1. Lawmakers will dismantle antiquated policies that promote mediocrity in schools. Following the calls of school reformers, as well as former presidents of both parties, President-elect Trump promised to get more serious about instructional quality in American classrooms. That’s well and good, but much of the policy machinery that prevents schools from rewarding excellence (and rooting out incompetence) exists at the state level. Ohio’s tenure laws, for instance, protect the jobs of poor-performing teachers by making it nearly impossible for their employers to fire them. Meanwhile, the state’s minimum salary schedule ignores teachers’ actual contributions to student learning, instead requiring schools to pay salaries according to years of service and degrees-earned.
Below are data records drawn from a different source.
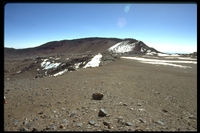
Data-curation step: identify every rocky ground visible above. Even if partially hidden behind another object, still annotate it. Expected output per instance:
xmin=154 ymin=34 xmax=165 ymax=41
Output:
xmin=4 ymin=54 xmax=197 ymax=131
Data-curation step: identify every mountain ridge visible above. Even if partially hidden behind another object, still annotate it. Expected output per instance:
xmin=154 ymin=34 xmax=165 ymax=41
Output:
xmin=4 ymin=37 xmax=159 ymax=58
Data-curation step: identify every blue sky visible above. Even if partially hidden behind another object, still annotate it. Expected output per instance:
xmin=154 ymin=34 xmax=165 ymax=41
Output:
xmin=4 ymin=3 xmax=197 ymax=53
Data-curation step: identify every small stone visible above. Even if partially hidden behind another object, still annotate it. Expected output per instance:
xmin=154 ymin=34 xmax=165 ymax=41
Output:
xmin=60 ymin=124 xmax=64 ymax=128
xmin=156 ymin=120 xmax=164 ymax=125
xmin=98 ymin=109 xmax=108 ymax=117
xmin=88 ymin=120 xmax=96 ymax=125
xmin=26 ymin=122 xmax=32 ymax=128
xmin=32 ymin=127 xmax=39 ymax=132
xmin=76 ymin=123 xmax=83 ymax=127
xmin=139 ymin=118 xmax=146 ymax=123
xmin=19 ymin=127 xmax=29 ymax=132
xmin=14 ymin=120 xmax=19 ymax=126
xmin=92 ymin=93 xmax=103 ymax=100
xmin=38 ymin=111 xmax=44 ymax=114
xmin=125 ymin=122 xmax=133 ymax=126
xmin=138 ymin=108 xmax=146 ymax=111
xmin=123 ymin=103 xmax=128 ymax=106
xmin=103 ymin=121 xmax=110 ymax=126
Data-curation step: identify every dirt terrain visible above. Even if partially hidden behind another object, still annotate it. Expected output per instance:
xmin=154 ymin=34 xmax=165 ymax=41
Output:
xmin=4 ymin=54 xmax=197 ymax=131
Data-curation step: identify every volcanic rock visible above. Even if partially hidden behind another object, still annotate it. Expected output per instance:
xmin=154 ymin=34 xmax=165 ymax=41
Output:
xmin=92 ymin=93 xmax=103 ymax=100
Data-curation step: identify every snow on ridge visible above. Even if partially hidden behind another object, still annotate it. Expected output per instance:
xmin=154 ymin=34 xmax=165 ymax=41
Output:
xmin=108 ymin=41 xmax=138 ymax=53
xmin=83 ymin=53 xmax=102 ymax=68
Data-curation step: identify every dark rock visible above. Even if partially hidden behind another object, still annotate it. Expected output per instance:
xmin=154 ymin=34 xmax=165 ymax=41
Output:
xmin=76 ymin=123 xmax=83 ymax=127
xmin=38 ymin=111 xmax=44 ymax=114
xmin=125 ymin=122 xmax=133 ymax=126
xmin=103 ymin=121 xmax=110 ymax=126
xmin=32 ymin=127 xmax=39 ymax=132
xmin=92 ymin=93 xmax=103 ymax=100
xmin=88 ymin=120 xmax=96 ymax=125
xmin=13 ymin=120 xmax=19 ymax=126
xmin=98 ymin=109 xmax=108 ymax=117
xmin=19 ymin=127 xmax=29 ymax=132
xmin=26 ymin=122 xmax=32 ymax=128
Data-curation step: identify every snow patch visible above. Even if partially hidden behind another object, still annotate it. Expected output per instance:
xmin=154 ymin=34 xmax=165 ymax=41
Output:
xmin=74 ymin=62 xmax=82 ymax=69
xmin=83 ymin=53 xmax=102 ymax=68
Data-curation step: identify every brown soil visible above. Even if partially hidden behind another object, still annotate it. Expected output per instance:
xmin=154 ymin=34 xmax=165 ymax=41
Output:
xmin=4 ymin=55 xmax=197 ymax=131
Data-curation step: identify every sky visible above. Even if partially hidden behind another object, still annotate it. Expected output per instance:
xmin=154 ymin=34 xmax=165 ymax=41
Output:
xmin=4 ymin=3 xmax=197 ymax=53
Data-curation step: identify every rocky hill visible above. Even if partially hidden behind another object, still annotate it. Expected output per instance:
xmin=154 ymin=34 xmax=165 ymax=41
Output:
xmin=4 ymin=38 xmax=161 ymax=58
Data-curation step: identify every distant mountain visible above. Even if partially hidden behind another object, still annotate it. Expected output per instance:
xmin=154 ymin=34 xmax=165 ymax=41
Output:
xmin=4 ymin=37 xmax=159 ymax=58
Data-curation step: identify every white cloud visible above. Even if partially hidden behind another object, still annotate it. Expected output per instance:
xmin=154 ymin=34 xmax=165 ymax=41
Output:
xmin=117 ymin=18 xmax=126 ymax=28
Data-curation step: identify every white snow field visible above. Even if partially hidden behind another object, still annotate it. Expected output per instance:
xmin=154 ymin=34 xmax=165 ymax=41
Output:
xmin=83 ymin=53 xmax=102 ymax=68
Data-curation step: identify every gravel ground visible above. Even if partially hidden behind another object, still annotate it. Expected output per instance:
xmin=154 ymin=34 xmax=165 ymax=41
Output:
xmin=4 ymin=56 xmax=197 ymax=131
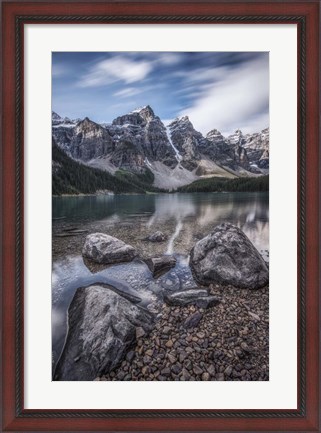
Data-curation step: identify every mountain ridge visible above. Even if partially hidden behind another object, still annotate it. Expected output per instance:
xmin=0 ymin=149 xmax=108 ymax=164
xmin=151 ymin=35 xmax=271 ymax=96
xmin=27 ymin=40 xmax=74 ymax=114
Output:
xmin=52 ymin=105 xmax=269 ymax=189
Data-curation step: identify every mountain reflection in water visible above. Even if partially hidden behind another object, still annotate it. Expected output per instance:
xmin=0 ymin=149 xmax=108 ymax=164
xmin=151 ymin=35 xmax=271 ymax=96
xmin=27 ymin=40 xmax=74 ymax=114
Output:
xmin=52 ymin=193 xmax=269 ymax=372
This year, Ohio lawmakers will repeal outdated state policies, such as tenure, salary schedules, and others, that get in the way of increased student learning and instructional quality in Ohio classrooms.
* * *
Some may scoff at these predictions, and it’s true: I could very well go 0 for 5. Indeed, some of these actions are a big political lift, as they cut against the interests of powerful education groups. But if the past has taught us anything, the public often gets behind leaders willing to take on established interests, shake up how government is run, and work to serve people more effectively and efficiently. This year, Ohio lawmakers will have their opportunity to be bold and assertive—and work to the benefit of students, families, and citizens. Are they up to the challenge? I’m predicting that they are.